Figure 6: Early AD Library5 sample structure

Sagrika Chugh (University of Melbourne & St. Vincent’s Institute of Medical Research)

Overview

This document reproduces the early AD Library5 panel for manuscript Figure 6 from the SingleCellExperiment objects provided with this repository.\ The figure compares real and simulated cells using PCA, silhouette width, and neighbor purity, with sample colors mapped independently by sample order so that corresponding real and simulated sample groups use the same colors.

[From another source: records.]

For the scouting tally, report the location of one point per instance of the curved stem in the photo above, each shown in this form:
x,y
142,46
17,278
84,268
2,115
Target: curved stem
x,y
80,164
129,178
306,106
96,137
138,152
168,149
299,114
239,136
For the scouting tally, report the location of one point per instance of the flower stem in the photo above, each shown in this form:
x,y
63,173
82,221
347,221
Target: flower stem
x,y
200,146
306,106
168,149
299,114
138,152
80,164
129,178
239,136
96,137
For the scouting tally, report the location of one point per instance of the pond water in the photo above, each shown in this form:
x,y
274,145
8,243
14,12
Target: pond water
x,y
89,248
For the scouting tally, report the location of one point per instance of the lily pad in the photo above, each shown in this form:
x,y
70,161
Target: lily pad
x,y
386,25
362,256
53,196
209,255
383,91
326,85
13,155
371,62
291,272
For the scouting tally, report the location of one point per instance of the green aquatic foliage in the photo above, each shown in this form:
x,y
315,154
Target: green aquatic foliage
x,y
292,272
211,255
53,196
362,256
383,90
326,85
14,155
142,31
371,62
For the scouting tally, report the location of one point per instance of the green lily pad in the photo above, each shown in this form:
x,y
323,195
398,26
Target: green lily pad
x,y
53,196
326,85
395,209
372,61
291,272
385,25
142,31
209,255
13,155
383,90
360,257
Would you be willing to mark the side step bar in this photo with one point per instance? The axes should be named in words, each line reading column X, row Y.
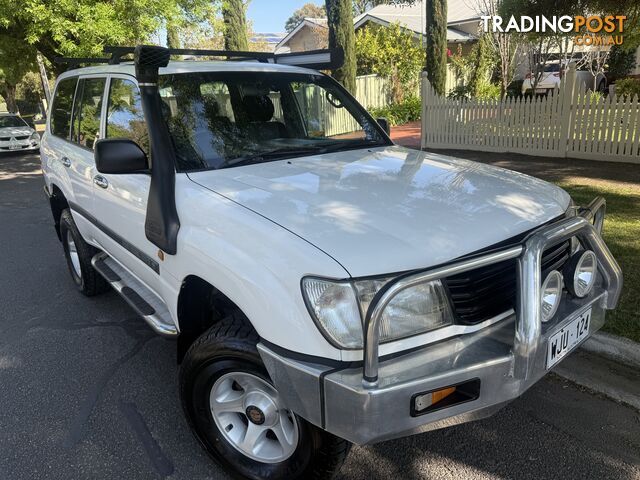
column 139, row 297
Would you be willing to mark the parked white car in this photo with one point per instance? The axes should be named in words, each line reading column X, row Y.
column 323, row 288
column 551, row 76
column 16, row 134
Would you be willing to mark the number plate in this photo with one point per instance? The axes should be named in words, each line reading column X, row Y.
column 563, row 341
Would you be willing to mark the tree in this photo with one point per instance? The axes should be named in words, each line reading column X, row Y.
column 391, row 52
column 506, row 46
column 16, row 59
column 308, row 10
column 436, row 44
column 81, row 28
column 235, row 25
column 173, row 36
column 341, row 35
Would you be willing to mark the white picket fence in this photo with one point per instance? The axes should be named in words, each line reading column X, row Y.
column 567, row 123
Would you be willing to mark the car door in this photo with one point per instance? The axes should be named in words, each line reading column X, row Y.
column 68, row 151
column 86, row 130
column 120, row 201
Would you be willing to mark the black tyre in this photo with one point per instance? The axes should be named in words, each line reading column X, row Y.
column 233, row 409
column 79, row 254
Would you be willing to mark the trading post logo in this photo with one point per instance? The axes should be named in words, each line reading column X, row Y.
column 591, row 30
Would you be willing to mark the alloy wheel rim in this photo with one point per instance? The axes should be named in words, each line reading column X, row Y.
column 73, row 255
column 249, row 414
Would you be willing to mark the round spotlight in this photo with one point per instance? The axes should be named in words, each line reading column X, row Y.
column 580, row 273
column 550, row 295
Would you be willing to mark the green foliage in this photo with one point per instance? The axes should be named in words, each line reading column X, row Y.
column 341, row 35
column 436, row 62
column 16, row 59
column 515, row 88
column 628, row 87
column 400, row 113
column 391, row 52
column 486, row 91
column 308, row 10
column 621, row 61
column 235, row 25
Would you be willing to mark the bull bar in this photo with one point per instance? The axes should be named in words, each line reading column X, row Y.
column 367, row 404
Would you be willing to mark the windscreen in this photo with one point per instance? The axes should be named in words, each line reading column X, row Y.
column 227, row 119
column 11, row 121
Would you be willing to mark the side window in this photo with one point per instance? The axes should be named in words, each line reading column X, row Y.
column 85, row 129
column 124, row 114
column 61, row 108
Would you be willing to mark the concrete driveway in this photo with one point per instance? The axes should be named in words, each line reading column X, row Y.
column 87, row 391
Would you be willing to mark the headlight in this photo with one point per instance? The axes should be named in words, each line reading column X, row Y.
column 580, row 273
column 340, row 307
column 334, row 306
column 550, row 295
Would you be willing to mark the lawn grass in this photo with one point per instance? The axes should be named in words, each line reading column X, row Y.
column 622, row 234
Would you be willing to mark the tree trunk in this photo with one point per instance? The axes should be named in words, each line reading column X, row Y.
column 235, row 25
column 173, row 37
column 341, row 34
column 9, row 95
column 436, row 64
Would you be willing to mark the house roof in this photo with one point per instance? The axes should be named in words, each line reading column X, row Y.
column 307, row 21
column 458, row 11
column 412, row 18
column 409, row 16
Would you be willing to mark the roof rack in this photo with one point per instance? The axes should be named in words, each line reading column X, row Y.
column 314, row 59
column 76, row 62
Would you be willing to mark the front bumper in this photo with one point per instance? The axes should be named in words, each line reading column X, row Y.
column 19, row 145
column 373, row 402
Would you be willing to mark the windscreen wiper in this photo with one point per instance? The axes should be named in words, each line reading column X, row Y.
column 270, row 155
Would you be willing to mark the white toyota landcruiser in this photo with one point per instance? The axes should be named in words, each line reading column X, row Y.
column 325, row 286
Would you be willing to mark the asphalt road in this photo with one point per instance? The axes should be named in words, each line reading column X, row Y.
column 88, row 391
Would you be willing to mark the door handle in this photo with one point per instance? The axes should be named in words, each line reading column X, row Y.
column 100, row 181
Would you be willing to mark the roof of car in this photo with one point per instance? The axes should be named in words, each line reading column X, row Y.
column 190, row 66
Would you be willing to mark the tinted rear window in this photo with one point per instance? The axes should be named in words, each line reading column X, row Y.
column 61, row 108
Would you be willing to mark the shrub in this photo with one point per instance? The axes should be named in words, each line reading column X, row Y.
column 628, row 86
column 391, row 52
column 488, row 91
column 484, row 91
column 515, row 88
column 400, row 113
column 460, row 92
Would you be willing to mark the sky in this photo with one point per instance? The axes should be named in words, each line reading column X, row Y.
column 271, row 15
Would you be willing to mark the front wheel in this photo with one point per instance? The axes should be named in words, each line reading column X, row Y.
column 239, row 417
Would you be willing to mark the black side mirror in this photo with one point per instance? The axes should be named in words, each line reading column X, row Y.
column 384, row 123
column 119, row 155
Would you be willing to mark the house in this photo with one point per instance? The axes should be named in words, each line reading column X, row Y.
column 268, row 40
column 309, row 34
column 463, row 24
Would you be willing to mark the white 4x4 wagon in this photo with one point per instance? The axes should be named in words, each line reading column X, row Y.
column 325, row 286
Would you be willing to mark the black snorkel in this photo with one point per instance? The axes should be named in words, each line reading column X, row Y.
column 162, row 222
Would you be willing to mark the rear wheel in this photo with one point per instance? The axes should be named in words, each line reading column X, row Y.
column 239, row 416
column 79, row 254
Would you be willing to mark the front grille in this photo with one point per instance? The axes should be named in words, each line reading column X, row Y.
column 489, row 291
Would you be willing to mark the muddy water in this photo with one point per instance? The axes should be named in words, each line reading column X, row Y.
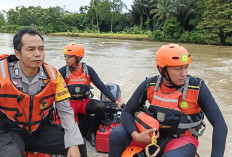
column 128, row 63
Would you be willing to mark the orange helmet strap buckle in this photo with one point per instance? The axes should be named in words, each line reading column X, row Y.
column 152, row 149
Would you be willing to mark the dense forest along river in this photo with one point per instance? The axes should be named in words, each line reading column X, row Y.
column 127, row 63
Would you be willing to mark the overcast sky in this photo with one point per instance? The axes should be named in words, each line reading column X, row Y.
column 70, row 5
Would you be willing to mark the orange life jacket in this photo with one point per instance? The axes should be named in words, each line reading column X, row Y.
column 23, row 112
column 78, row 86
column 178, row 112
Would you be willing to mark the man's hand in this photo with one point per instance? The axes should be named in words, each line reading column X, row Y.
column 73, row 151
column 119, row 104
column 142, row 137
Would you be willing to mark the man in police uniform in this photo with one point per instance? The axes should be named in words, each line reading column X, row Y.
column 28, row 88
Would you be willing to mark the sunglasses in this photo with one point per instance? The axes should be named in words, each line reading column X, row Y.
column 68, row 56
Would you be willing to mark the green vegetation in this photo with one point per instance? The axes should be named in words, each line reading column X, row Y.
column 191, row 21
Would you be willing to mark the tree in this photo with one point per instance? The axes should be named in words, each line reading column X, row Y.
column 94, row 6
column 2, row 20
column 164, row 10
column 216, row 26
column 116, row 6
column 142, row 9
column 185, row 10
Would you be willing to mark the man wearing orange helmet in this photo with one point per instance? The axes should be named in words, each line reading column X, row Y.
column 78, row 77
column 179, row 102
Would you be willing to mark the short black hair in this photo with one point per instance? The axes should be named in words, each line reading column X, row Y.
column 17, row 39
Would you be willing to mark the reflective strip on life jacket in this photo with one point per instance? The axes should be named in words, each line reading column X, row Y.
column 165, row 100
column 3, row 69
column 21, row 109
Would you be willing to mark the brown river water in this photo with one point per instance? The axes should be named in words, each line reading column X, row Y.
column 127, row 63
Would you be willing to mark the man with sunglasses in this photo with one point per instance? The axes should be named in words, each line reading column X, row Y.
column 78, row 77
column 29, row 91
column 179, row 102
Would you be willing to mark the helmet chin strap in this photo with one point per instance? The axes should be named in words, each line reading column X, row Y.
column 78, row 59
column 162, row 71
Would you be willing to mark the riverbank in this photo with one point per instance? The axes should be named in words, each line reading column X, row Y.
column 143, row 37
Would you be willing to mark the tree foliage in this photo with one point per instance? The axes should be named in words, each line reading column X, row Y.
column 197, row 21
column 216, row 26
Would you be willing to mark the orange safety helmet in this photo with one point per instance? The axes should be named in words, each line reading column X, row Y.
column 172, row 55
column 74, row 49
column 144, row 122
column 131, row 151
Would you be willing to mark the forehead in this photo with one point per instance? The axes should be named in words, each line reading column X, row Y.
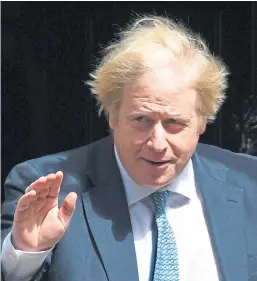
column 162, row 88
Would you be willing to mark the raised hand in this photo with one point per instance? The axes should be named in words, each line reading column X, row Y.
column 38, row 222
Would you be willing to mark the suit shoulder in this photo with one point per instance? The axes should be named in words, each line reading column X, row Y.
column 223, row 157
column 74, row 158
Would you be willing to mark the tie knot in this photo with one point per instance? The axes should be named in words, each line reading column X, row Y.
column 160, row 200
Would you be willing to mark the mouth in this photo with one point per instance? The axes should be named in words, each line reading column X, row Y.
column 158, row 163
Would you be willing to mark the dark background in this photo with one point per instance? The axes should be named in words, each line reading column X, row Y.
column 48, row 49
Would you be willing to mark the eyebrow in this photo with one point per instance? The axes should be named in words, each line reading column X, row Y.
column 175, row 116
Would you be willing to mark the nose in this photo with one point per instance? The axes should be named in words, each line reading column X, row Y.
column 157, row 140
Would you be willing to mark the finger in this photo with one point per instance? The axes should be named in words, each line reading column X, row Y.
column 50, row 180
column 26, row 200
column 67, row 209
column 42, row 185
column 55, row 188
column 38, row 205
column 36, row 184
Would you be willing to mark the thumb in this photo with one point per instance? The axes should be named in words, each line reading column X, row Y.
column 67, row 209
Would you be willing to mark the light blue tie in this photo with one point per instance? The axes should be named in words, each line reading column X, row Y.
column 166, row 265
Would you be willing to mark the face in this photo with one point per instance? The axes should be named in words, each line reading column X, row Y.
column 157, row 127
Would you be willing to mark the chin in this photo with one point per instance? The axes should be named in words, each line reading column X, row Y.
column 158, row 182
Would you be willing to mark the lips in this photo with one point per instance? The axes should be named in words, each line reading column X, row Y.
column 157, row 163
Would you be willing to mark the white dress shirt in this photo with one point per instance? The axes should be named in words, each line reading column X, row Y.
column 185, row 215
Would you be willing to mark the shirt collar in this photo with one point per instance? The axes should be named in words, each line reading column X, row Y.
column 184, row 184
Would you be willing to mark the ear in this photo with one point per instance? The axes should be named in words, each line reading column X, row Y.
column 112, row 119
column 203, row 127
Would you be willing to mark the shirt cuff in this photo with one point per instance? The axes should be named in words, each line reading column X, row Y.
column 19, row 265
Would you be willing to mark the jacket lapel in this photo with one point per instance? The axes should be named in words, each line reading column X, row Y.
column 223, row 207
column 107, row 214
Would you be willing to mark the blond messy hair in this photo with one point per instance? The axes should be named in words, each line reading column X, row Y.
column 129, row 55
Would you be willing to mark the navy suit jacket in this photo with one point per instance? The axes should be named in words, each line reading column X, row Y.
column 99, row 245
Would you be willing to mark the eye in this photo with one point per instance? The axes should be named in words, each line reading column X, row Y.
column 142, row 119
column 172, row 121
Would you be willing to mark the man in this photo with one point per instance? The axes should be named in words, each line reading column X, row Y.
column 147, row 202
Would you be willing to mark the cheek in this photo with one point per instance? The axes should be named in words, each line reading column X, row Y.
column 183, row 143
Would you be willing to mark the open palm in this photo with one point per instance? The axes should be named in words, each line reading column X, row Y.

All inputs used below are stored in data/Figure6/SCEs.

Load Library5 Data

Show code
real_sces <- readRDS("data/Figure6/SCEs/batch_subsets_real.rds")
sim_sces <- readRDS("data/Figure6/SCEs/sim_results.rds")

sce_real <- real_sces[["Library5"]]
sce_sim <- sim_sces[["Library5"]]

Process Data

Show code
sce_real <- logNormCounts(sce_real)
sce_real <- runPCA(sce_real)

sce_sim <- logNormCounts(sce_sim)
sce_sim <- runPCA(sce_sim)

sil_real <- approxSilhouette(reducedDim(sce_real, "PCA"), sce_real$Sample)
sil_sim <- approxSilhouette(reducedDim(sce_sim, "PCA"), sce_sim$Sample)

pure_real <- neighborPurity(reducedDim(sce_real, "PCA"), sce_real$Sample)
pure_sim <- neighborPurity(reducedDim(sce_sim, "PCA"), sce_sim$Sample)

Plot Settings

Show code
kelly_colors <- c(
  "#FB9A99", "#1F78B4", "#FDBF6F", "#E31A1C", "#33A02C",
  "#FF7F00", "#6A3D9A", "#B15928", "#A6CEE3", "#B2DF8A",
  "#CAB2D6", "#191919", "#00C5CD", "#7FFF00", "#FF1493",
  "#FFD700", "#0000FF", "#8B4513", "#006400", "#4682B4"
)

real_samples <- sort(unique(sce_real$Sample))
sim_samples <- sort(unique(sce_sim$Sample))

real_color_map <- setNames(kelly_colors[seq_along(real_samples)], real_samples)
sim_color_map <- setNames(kelly_colors[seq_along(sim_samples)], sim_samples)
library_color_map <- c(real_color_map, sim_color_map)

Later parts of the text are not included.